Slideshow image

One of the major themes in 1 Peter is the exhortation to be faithful amidst suffering. Peter's audience (and all who would faithfully follow Christ as exiles in a hostile world) often find themselves on the receiving end of painful mistreatment for the sake of Christ.

But all this talk of persecution invites a question: why are Christians persecuted? What is it about Christianity that for two thousand years has consistently invited persecution? Peter’s letter seems to indicate that we suffer because of our holiness.
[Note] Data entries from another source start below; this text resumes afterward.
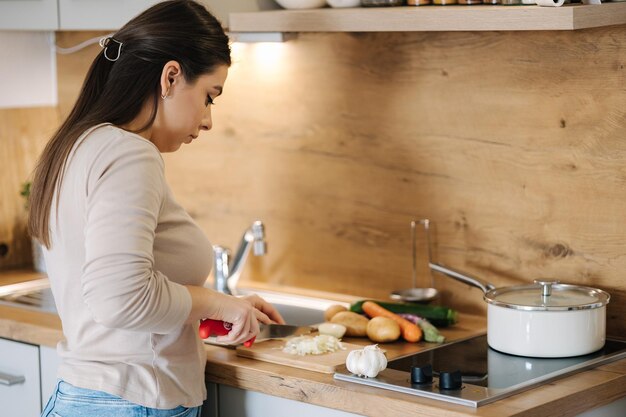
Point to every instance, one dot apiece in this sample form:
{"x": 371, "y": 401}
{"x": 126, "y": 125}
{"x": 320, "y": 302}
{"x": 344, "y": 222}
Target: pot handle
{"x": 478, "y": 283}
{"x": 546, "y": 286}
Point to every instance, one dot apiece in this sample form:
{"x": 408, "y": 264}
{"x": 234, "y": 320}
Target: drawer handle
{"x": 8, "y": 379}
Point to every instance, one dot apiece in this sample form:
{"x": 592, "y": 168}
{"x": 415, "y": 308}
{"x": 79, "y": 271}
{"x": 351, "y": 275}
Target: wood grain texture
{"x": 511, "y": 143}
{"x": 566, "y": 396}
{"x": 23, "y": 134}
{"x": 271, "y": 351}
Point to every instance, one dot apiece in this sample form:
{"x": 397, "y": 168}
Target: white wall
{"x": 28, "y": 69}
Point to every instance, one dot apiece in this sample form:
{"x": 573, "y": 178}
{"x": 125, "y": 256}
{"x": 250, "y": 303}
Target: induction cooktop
{"x": 469, "y": 372}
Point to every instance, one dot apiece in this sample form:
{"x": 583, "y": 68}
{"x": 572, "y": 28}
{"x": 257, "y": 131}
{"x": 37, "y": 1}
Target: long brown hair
{"x": 116, "y": 91}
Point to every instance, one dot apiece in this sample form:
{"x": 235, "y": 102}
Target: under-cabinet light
{"x": 250, "y": 37}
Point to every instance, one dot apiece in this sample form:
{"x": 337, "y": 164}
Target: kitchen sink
{"x": 295, "y": 309}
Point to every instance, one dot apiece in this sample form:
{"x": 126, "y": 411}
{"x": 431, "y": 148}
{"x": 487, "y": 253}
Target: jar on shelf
{"x": 381, "y": 3}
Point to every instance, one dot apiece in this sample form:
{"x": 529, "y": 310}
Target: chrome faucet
{"x": 227, "y": 270}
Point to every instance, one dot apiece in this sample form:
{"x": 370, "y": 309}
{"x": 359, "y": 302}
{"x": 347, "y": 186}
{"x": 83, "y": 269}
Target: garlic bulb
{"x": 367, "y": 362}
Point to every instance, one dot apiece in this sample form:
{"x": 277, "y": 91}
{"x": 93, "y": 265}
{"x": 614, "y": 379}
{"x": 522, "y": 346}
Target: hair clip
{"x": 104, "y": 43}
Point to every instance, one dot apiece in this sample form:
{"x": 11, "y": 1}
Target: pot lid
{"x": 548, "y": 295}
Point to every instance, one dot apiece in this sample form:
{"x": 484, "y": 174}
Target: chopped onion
{"x": 318, "y": 345}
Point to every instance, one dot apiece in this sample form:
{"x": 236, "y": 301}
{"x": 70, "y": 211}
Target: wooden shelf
{"x": 431, "y": 18}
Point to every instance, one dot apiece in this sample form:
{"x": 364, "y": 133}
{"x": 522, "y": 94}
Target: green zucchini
{"x": 438, "y": 315}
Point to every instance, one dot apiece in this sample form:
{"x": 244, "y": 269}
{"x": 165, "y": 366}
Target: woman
{"x": 126, "y": 263}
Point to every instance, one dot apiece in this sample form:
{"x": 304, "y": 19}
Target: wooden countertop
{"x": 567, "y": 396}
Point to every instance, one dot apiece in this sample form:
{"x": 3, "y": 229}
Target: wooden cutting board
{"x": 271, "y": 351}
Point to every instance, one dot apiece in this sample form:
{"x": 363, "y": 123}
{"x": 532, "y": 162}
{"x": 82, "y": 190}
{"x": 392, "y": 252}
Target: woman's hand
{"x": 244, "y": 313}
{"x": 265, "y": 307}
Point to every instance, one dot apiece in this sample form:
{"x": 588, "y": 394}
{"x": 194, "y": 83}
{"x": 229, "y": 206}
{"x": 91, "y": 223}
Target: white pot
{"x": 546, "y": 320}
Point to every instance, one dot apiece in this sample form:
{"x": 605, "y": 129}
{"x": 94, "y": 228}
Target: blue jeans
{"x": 70, "y": 401}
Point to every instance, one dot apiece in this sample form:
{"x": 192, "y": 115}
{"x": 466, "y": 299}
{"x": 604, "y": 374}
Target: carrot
{"x": 410, "y": 331}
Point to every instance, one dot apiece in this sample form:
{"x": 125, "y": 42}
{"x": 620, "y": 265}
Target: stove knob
{"x": 422, "y": 374}
{"x": 450, "y": 380}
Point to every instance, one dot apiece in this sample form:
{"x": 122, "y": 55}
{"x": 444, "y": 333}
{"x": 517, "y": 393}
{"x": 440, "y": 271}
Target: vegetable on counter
{"x": 383, "y": 329}
{"x": 332, "y": 310}
{"x": 437, "y": 315}
{"x": 332, "y": 329}
{"x": 410, "y": 332}
{"x": 356, "y": 324}
{"x": 431, "y": 333}
{"x": 367, "y": 362}
{"x": 307, "y": 345}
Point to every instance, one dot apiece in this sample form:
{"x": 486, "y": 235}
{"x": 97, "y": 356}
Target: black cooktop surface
{"x": 469, "y": 372}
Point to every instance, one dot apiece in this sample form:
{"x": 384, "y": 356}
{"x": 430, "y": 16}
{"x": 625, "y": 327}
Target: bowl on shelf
{"x": 344, "y": 3}
{"x": 301, "y": 4}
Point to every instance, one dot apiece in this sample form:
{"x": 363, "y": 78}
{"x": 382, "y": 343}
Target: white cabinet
{"x": 99, "y": 15}
{"x": 112, "y": 14}
{"x": 29, "y": 15}
{"x": 235, "y": 402}
{"x": 20, "y": 393}
{"x": 49, "y": 363}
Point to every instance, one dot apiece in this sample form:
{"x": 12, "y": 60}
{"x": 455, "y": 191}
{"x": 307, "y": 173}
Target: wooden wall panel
{"x": 23, "y": 133}
{"x": 511, "y": 143}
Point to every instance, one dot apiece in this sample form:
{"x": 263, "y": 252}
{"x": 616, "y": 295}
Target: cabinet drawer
{"x": 17, "y": 361}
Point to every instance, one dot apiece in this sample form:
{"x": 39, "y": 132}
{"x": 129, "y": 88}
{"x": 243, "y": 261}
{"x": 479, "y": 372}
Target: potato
{"x": 332, "y": 310}
{"x": 382, "y": 330}
{"x": 356, "y": 324}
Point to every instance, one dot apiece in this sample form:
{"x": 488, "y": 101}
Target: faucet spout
{"x": 227, "y": 271}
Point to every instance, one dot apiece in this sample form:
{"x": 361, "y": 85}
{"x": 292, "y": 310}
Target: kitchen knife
{"x": 210, "y": 327}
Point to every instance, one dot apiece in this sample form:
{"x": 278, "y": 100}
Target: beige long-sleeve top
{"x": 122, "y": 249}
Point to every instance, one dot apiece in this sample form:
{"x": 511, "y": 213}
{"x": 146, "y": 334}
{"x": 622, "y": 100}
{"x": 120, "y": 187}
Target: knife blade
{"x": 279, "y": 331}
{"x": 210, "y": 327}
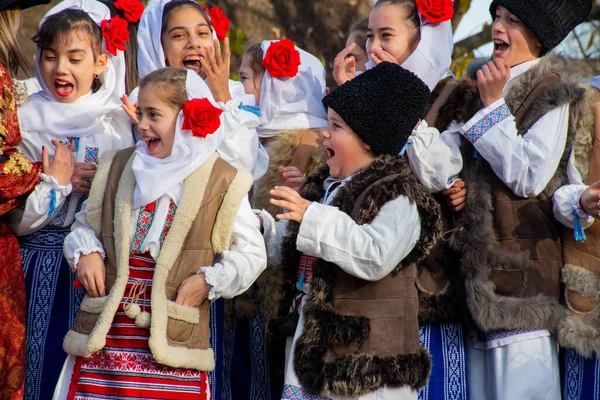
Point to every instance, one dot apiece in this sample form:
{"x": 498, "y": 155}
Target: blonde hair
{"x": 11, "y": 55}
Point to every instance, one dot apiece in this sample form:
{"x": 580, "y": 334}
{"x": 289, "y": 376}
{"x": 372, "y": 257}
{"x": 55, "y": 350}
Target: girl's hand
{"x": 217, "y": 67}
{"x": 63, "y": 164}
{"x": 130, "y": 109}
{"x": 291, "y": 177}
{"x": 456, "y": 196}
{"x": 92, "y": 274}
{"x": 82, "y": 177}
{"x": 491, "y": 79}
{"x": 380, "y": 55}
{"x": 344, "y": 67}
{"x": 590, "y": 200}
{"x": 291, "y": 201}
{"x": 193, "y": 291}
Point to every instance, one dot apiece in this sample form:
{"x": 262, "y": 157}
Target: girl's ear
{"x": 101, "y": 62}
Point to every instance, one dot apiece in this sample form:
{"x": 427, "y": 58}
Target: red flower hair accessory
{"x": 115, "y": 34}
{"x": 282, "y": 59}
{"x": 436, "y": 11}
{"x": 132, "y": 9}
{"x": 201, "y": 117}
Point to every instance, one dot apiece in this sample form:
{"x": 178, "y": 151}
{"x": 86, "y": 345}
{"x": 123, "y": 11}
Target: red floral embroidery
{"x": 115, "y": 34}
{"x": 436, "y": 11}
{"x": 219, "y": 21}
{"x": 132, "y": 9}
{"x": 201, "y": 117}
{"x": 282, "y": 59}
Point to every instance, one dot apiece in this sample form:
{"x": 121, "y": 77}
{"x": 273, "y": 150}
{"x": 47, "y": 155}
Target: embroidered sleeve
{"x": 484, "y": 120}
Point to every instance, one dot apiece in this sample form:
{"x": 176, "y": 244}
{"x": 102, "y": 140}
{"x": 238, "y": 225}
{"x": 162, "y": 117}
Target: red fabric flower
{"x": 201, "y": 117}
{"x": 219, "y": 21}
{"x": 282, "y": 59}
{"x": 115, "y": 34}
{"x": 436, "y": 11}
{"x": 132, "y": 9}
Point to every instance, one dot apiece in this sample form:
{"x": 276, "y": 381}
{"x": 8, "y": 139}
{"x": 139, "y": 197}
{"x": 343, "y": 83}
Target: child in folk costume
{"x": 181, "y": 33}
{"x": 418, "y": 36}
{"x": 81, "y": 72}
{"x": 288, "y": 84}
{"x": 513, "y": 154}
{"x": 349, "y": 255}
{"x": 576, "y": 206}
{"x": 18, "y": 178}
{"x": 169, "y": 245}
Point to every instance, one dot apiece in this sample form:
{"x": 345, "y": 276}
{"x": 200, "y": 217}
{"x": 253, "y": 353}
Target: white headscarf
{"x": 150, "y": 52}
{"x": 188, "y": 154}
{"x": 293, "y": 103}
{"x": 86, "y": 116}
{"x": 432, "y": 58}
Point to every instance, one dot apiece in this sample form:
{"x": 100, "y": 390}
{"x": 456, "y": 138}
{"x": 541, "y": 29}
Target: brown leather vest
{"x": 196, "y": 250}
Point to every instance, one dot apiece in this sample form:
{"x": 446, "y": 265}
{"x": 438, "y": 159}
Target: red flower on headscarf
{"x": 282, "y": 59}
{"x": 219, "y": 21}
{"x": 201, "y": 117}
{"x": 132, "y": 9}
{"x": 115, "y": 34}
{"x": 436, "y": 11}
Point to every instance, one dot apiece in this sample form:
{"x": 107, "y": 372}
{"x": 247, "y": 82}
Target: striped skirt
{"x": 125, "y": 367}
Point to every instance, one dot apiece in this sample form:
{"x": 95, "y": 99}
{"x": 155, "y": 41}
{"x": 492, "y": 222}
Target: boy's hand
{"x": 92, "y": 274}
{"x": 456, "y": 196}
{"x": 291, "y": 177}
{"x": 590, "y": 200}
{"x": 193, "y": 291}
{"x": 217, "y": 68}
{"x": 291, "y": 201}
{"x": 491, "y": 79}
{"x": 344, "y": 67}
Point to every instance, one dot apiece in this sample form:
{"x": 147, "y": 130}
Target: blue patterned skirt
{"x": 446, "y": 344}
{"x": 52, "y": 304}
{"x": 579, "y": 376}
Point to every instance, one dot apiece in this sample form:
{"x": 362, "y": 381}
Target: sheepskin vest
{"x": 510, "y": 246}
{"x": 179, "y": 335}
{"x": 580, "y": 326}
{"x": 359, "y": 335}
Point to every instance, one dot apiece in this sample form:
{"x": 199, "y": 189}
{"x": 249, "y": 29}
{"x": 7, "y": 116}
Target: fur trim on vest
{"x": 475, "y": 239}
{"x": 357, "y": 373}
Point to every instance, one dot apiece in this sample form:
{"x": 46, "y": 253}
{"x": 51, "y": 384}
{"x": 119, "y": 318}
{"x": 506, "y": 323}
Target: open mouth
{"x": 63, "y": 88}
{"x": 152, "y": 144}
{"x": 500, "y": 47}
{"x": 193, "y": 62}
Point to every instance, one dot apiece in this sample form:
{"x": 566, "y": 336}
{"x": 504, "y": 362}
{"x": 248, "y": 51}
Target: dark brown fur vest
{"x": 510, "y": 246}
{"x": 335, "y": 354}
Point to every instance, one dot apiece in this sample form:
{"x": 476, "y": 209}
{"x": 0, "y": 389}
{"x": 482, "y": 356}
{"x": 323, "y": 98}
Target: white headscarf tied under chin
{"x": 293, "y": 103}
{"x": 86, "y": 116}
{"x": 150, "y": 52}
{"x": 188, "y": 154}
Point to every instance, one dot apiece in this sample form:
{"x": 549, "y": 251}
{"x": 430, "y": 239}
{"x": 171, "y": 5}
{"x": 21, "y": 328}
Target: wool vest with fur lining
{"x": 202, "y": 228}
{"x": 359, "y": 335}
{"x": 510, "y": 247}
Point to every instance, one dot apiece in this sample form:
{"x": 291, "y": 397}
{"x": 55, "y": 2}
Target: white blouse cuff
{"x": 211, "y": 274}
{"x": 485, "y": 120}
{"x": 85, "y": 252}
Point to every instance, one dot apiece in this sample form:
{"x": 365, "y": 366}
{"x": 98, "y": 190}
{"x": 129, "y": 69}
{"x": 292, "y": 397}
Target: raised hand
{"x": 63, "y": 163}
{"x": 491, "y": 79}
{"x": 217, "y": 67}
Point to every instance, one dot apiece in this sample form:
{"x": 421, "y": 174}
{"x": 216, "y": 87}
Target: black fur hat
{"x": 381, "y": 105}
{"x": 550, "y": 20}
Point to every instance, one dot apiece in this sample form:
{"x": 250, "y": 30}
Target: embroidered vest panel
{"x": 349, "y": 321}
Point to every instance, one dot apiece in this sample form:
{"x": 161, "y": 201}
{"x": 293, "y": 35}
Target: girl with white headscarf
{"x": 81, "y": 74}
{"x": 179, "y": 33}
{"x": 184, "y": 235}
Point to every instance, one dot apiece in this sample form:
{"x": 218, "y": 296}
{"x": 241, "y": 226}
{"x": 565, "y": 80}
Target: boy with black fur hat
{"x": 526, "y": 140}
{"x": 354, "y": 235}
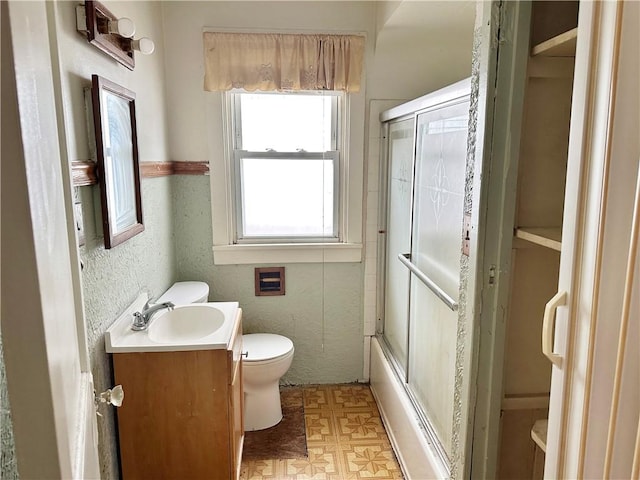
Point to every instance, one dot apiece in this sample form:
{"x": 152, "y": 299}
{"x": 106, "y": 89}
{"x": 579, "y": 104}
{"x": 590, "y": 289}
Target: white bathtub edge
{"x": 416, "y": 458}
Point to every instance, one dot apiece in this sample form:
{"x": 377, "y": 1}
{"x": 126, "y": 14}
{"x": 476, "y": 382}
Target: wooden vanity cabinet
{"x": 182, "y": 416}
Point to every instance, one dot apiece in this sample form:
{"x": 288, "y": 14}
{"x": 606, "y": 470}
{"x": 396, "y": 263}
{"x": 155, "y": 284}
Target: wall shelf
{"x": 546, "y": 237}
{"x": 563, "y": 45}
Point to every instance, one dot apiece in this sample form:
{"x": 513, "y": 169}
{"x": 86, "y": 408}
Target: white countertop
{"x": 119, "y": 338}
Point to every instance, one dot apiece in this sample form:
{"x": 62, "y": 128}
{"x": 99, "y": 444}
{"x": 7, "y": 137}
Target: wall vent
{"x": 269, "y": 281}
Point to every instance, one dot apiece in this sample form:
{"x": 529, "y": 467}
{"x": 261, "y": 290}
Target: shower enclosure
{"x": 422, "y": 221}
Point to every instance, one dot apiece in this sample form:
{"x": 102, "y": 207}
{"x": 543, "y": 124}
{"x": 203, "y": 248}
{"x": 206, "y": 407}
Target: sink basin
{"x": 198, "y": 326}
{"x": 185, "y": 324}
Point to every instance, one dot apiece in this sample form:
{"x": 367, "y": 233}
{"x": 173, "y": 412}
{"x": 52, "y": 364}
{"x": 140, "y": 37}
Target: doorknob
{"x": 548, "y": 327}
{"x": 113, "y": 396}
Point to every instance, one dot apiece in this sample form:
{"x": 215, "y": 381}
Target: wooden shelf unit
{"x": 545, "y": 237}
{"x": 563, "y": 45}
{"x": 539, "y": 213}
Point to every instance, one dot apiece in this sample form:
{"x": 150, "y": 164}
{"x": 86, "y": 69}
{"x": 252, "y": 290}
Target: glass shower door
{"x": 399, "y": 198}
{"x": 438, "y": 203}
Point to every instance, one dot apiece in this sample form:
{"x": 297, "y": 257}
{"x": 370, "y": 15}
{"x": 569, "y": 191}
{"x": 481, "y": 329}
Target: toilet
{"x": 267, "y": 357}
{"x": 183, "y": 293}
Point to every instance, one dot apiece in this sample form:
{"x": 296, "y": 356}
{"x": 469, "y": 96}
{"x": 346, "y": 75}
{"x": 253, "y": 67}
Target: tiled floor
{"x": 345, "y": 438}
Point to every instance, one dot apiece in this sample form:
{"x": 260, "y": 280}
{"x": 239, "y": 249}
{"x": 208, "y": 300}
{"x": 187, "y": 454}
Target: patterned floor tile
{"x": 320, "y": 427}
{"x": 316, "y": 397}
{"x": 291, "y": 397}
{"x": 370, "y": 461}
{"x": 321, "y": 464}
{"x": 353, "y": 396}
{"x": 357, "y": 426}
{"x": 345, "y": 438}
{"x": 259, "y": 469}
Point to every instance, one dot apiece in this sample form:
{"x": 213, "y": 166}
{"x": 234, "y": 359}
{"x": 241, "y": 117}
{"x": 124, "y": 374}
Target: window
{"x": 286, "y": 166}
{"x": 286, "y": 176}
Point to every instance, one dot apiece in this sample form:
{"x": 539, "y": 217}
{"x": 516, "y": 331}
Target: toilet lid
{"x": 265, "y": 346}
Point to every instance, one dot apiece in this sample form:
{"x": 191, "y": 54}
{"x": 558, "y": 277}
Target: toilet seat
{"x": 264, "y": 348}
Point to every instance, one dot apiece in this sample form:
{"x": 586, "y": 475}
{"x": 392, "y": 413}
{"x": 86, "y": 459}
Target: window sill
{"x": 287, "y": 253}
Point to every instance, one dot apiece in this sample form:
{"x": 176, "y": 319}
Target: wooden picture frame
{"x": 114, "y": 118}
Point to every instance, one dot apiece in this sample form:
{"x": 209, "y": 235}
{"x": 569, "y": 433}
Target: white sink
{"x": 201, "y": 326}
{"x": 185, "y": 324}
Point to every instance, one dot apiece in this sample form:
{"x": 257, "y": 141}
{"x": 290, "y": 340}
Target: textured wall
{"x": 321, "y": 311}
{"x": 112, "y": 278}
{"x": 8, "y": 461}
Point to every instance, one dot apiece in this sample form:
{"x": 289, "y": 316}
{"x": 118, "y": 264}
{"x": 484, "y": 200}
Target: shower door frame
{"x": 447, "y": 97}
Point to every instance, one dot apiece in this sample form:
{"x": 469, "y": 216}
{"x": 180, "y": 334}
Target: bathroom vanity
{"x": 182, "y": 416}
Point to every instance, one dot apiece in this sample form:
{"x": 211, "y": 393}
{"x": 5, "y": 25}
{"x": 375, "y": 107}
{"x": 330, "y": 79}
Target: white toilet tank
{"x": 183, "y": 293}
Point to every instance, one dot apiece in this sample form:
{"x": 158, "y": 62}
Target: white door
{"x": 48, "y": 372}
{"x": 593, "y": 382}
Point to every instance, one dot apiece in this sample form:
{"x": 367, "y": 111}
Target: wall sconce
{"x": 143, "y": 45}
{"x": 110, "y": 34}
{"x": 123, "y": 26}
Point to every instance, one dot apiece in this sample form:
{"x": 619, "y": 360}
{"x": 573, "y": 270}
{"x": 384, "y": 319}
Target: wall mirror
{"x": 114, "y": 120}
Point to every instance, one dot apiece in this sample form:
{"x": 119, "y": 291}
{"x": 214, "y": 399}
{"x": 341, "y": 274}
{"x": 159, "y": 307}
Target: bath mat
{"x": 286, "y": 440}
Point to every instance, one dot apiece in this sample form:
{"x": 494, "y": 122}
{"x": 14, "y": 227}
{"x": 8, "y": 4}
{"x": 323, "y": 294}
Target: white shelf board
{"x": 546, "y": 237}
{"x": 563, "y": 45}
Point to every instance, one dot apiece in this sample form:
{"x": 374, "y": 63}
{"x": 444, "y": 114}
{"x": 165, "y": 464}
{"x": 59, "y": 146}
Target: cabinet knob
{"x": 113, "y": 396}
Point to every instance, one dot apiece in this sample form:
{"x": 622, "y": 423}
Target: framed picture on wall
{"x": 114, "y": 116}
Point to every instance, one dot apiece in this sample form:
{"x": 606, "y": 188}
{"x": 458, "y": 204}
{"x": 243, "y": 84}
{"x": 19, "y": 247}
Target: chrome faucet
{"x": 141, "y": 320}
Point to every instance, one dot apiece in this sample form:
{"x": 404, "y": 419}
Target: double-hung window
{"x": 286, "y": 153}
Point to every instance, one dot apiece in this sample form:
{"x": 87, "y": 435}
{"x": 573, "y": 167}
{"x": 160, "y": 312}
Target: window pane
{"x": 286, "y": 123}
{"x": 287, "y": 198}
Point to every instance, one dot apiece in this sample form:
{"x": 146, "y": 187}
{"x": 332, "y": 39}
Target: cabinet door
{"x": 582, "y": 441}
{"x": 236, "y": 401}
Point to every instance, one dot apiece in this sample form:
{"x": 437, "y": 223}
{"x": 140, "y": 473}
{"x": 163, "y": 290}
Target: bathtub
{"x": 417, "y": 457}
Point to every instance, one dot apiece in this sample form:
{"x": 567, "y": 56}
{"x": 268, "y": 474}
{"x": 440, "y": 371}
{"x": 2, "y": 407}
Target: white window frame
{"x": 239, "y": 154}
{"x": 347, "y": 248}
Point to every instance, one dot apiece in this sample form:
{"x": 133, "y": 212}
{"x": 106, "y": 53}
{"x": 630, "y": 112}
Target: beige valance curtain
{"x": 271, "y": 61}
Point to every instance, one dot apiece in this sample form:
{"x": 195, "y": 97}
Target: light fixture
{"x": 143, "y": 45}
{"x": 122, "y": 26}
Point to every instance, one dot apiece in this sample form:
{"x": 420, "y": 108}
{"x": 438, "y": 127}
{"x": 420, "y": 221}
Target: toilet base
{"x": 262, "y": 408}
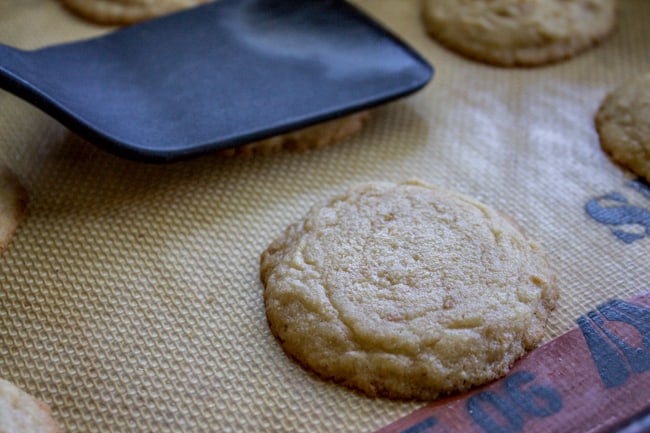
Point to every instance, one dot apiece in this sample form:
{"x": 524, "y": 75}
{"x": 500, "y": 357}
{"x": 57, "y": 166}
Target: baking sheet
{"x": 130, "y": 298}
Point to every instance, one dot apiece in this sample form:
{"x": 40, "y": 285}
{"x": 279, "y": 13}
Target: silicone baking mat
{"x": 130, "y": 298}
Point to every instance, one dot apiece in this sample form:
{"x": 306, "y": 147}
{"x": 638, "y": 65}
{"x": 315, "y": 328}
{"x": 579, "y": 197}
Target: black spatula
{"x": 216, "y": 76}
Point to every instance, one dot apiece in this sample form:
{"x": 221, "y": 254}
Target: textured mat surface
{"x": 130, "y": 298}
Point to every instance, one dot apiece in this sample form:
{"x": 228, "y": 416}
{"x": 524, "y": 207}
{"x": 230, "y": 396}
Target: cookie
{"x": 519, "y": 32}
{"x": 311, "y": 137}
{"x": 406, "y": 291}
{"x": 22, "y": 413}
{"x": 13, "y": 203}
{"x": 126, "y": 11}
{"x": 623, "y": 125}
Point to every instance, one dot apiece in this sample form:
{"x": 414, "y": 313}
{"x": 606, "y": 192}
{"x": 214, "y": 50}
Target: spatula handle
{"x": 12, "y": 62}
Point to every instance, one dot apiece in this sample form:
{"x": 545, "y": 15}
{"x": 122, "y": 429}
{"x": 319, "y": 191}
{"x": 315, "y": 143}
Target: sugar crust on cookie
{"x": 406, "y": 291}
{"x": 22, "y": 413}
{"x": 13, "y": 203}
{"x": 126, "y": 11}
{"x": 623, "y": 125}
{"x": 519, "y": 32}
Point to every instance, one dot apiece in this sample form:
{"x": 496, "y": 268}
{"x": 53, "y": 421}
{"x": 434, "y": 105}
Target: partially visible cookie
{"x": 126, "y": 11}
{"x": 519, "y": 32}
{"x": 13, "y": 203}
{"x": 623, "y": 124}
{"x": 406, "y": 291}
{"x": 316, "y": 136}
{"x": 22, "y": 413}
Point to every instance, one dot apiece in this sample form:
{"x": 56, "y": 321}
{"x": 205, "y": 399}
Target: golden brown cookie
{"x": 126, "y": 11}
{"x": 406, "y": 291}
{"x": 22, "y": 413}
{"x": 13, "y": 203}
{"x": 519, "y": 32}
{"x": 623, "y": 124}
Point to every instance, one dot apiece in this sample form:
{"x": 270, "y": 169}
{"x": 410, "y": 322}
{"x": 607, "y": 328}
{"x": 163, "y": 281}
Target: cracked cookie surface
{"x": 22, "y": 413}
{"x": 623, "y": 124}
{"x": 519, "y": 32}
{"x": 119, "y": 12}
{"x": 406, "y": 291}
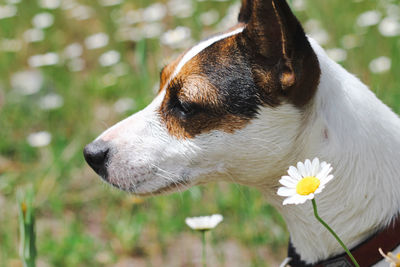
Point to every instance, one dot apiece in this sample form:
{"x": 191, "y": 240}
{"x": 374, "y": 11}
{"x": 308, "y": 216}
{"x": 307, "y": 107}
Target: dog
{"x": 244, "y": 105}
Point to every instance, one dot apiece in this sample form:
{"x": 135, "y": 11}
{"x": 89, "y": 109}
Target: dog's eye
{"x": 184, "y": 109}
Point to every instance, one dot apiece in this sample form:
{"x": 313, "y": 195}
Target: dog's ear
{"x": 245, "y": 11}
{"x": 277, "y": 36}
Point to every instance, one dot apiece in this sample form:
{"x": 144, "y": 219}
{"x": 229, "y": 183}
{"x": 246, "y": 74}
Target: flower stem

Notice 1 Peter 2:12—Keep your conduct among the Gentiles honorable, so that when they speak against you as evildoers, they may see your good deeds and glorify God on the day of visitation. Do you see what Peter is doing? He’s saying that when the world sees your honorable, holy conduct they will speak evil against you. Or look at 2:20—For what credit is it if, when you sin and are beaten for it, you endure? But if when you do good and suffer for it you endure, this is a gracious thing in the sight of God. Once again it is the believer’s holiness that encourages the world’s hostility.

Why is this? Because personal holiness is a form of rebuke, isn’t it? When Christians abstain from the things the world finds appealing, we’re rebuking them with our lives! That’s the point Peter is trying to make in 4:3-5—For the time that is past suffices for doing what the Gentiles want to do, living in sensuality, passions, drunkenness, orgies, drinking parties, and lawless idolatry. (4) With respect to this they are surprised when you do not join them in the same flood of debauchery, and they malign you; (5) but they will give account to him who is ready to judge the living and the dead.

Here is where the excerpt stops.